Sometimes you don't want to wait for cards to come due. You just want to drill the ones giving you trouble. Cram takes every card you've reviewed, sorts them by how much you've struggled, and lets you run through them back to back.

Space to reveal, N to move on. It loops when you reach the end.

Cram now

Managing cards

  • Use the ⋮ menu on any review card to manage it.
  • Move to New Cards — sends a card back to the new cards queue so you can start fresh.
  • Retire — hides a mastered card from reviews. You can unretire cards from the Stats page.

The Name

Koji is a fungus used in Japanese brewing. It's what turns grain into miso, sake, soy sauce. Without it, none of those exist.

Koji grains

The interesting bit is how it grows. Koji spreads through branching networks of mycelium, reaching toward nutrients, thickening the connections it uses most. The ones it doesn't use die off.
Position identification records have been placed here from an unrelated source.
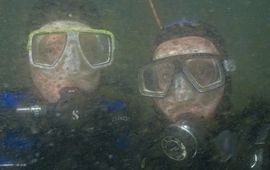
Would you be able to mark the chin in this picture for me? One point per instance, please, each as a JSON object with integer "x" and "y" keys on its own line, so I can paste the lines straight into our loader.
{"x": 50, "y": 88}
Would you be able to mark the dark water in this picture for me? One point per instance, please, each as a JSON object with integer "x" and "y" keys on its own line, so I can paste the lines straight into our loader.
{"x": 244, "y": 25}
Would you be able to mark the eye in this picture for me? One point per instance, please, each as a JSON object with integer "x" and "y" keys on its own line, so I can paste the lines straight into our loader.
{"x": 204, "y": 71}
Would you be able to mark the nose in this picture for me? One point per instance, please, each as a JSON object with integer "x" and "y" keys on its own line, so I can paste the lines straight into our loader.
{"x": 182, "y": 90}
{"x": 72, "y": 61}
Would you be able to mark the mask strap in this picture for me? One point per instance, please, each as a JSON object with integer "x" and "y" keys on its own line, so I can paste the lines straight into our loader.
{"x": 229, "y": 65}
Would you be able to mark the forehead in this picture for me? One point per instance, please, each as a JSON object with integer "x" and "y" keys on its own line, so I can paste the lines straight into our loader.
{"x": 184, "y": 45}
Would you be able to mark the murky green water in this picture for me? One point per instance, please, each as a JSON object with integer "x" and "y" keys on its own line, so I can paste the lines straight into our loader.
{"x": 245, "y": 26}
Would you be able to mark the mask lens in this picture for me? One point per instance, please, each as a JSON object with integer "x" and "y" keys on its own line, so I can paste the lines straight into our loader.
{"x": 96, "y": 48}
{"x": 48, "y": 48}
{"x": 203, "y": 72}
{"x": 157, "y": 78}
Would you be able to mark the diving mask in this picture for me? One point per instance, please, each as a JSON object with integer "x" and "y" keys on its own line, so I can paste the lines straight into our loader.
{"x": 50, "y": 45}
{"x": 204, "y": 72}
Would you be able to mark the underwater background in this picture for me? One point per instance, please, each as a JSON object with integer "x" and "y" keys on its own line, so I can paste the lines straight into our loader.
{"x": 244, "y": 26}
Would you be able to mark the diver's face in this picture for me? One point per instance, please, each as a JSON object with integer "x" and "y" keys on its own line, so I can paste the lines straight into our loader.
{"x": 182, "y": 98}
{"x": 71, "y": 72}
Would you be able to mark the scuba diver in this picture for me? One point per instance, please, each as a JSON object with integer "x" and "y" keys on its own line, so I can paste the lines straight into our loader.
{"x": 189, "y": 80}
{"x": 72, "y": 127}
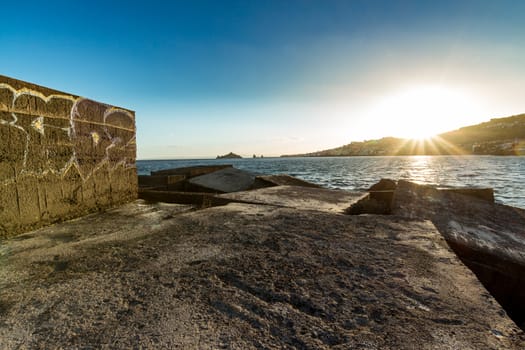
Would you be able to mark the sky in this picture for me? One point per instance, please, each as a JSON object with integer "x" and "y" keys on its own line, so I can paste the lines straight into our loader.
{"x": 275, "y": 77}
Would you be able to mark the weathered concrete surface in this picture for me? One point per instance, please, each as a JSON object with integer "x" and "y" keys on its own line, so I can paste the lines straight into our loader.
{"x": 61, "y": 156}
{"x": 243, "y": 276}
{"x": 191, "y": 171}
{"x": 489, "y": 237}
{"x": 263, "y": 181}
{"x": 223, "y": 181}
{"x": 299, "y": 197}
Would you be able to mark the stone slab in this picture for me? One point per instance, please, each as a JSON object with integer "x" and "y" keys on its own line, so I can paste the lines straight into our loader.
{"x": 224, "y": 181}
{"x": 192, "y": 171}
{"x": 299, "y": 197}
{"x": 281, "y": 180}
{"x": 61, "y": 156}
{"x": 243, "y": 276}
{"x": 489, "y": 237}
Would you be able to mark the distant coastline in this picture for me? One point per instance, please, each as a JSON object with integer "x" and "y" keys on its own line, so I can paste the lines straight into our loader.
{"x": 499, "y": 136}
Your brain works the same way. When you learn a new character, dendrites branch out and form connections. Review that character, and those pathways strengthen. Neglect it, and they get pruned. Spaced repetition works with this biology rather than against it, feeding your memory at the intervals where it matters.

That's where the name comes from. And the little grain you'll see around the app? That's Kōji-kun. He started as a plain grain, went through the whole fermentation process, and came out the other side. He shows up to remind you the growth is happening, even when it doesn't feel like it.